Whereas you might think that that no pigment ink would be used in making monochrome photo prints in the ET-8550 Cooper avers this is not the case and it appears that Epson is using some clever combination of the PB Photo Black Dye ink and the BK black pigment ink in printing monochrome images. Do we care? Well, the only thing that matters is the result, so to test things I made two 13″ x 19″ monochrome prints:


Nikon D3x, 35mm f/1.4 Sigma, color original converted to B&W in Lightroom


Leica M3, 50mm Summicron, TriX, scanned in a Canon 4000 film scanner, monochrome original.

In both cases I used the Freestyle custom profile described here. Both prints are drop dead gorgeous – no color cast, no metamerism, just pure monochrome tones.

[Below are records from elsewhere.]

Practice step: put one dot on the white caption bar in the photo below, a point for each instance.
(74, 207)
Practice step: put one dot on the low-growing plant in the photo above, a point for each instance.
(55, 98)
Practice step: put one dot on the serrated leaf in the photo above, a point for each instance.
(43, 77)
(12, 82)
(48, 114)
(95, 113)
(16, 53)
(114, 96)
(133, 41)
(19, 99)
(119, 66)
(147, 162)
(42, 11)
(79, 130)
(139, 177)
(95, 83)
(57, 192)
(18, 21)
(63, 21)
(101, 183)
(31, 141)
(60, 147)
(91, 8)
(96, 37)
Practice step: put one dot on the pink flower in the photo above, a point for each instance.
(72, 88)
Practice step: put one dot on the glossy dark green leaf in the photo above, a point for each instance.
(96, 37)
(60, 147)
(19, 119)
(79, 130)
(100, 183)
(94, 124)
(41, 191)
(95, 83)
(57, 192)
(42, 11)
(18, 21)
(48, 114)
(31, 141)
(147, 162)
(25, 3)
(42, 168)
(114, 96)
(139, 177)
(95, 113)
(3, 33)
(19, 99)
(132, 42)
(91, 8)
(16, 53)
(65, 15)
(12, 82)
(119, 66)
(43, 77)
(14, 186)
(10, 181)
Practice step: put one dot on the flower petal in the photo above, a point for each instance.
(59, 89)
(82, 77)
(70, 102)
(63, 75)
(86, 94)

So it appears that the ET-8550 does a fine job of monochrome printing, but take heed of Cooper’s warning that papers differ, so experiment, and use the right color profile. Epson Premium Luster appears to be a safe bet, based on his experiments, or HP Premium Gloss, based on mine. The Epson printing utility Cooper refers to in the video linked above is not to be found in the US and I much prefer using Lightroom as it simplifies work flow – one tool for all prints. I suggest you adopt a similar philosophy.

Paper jams:

Confirming that with photo printers “It’s always something”, I find that if more than 5 sheets of paper are loaded into the rear paper feeder, the printer will jam. This is for relatively thick paper. The HP Premium Gloss I use weighs in at 280 g/sq. m. So keep it to 5 sheets or less, or be prepared to try and decipher Epson’s arcane un-jamming instructions, invoking garage language and generally wasting time in the process.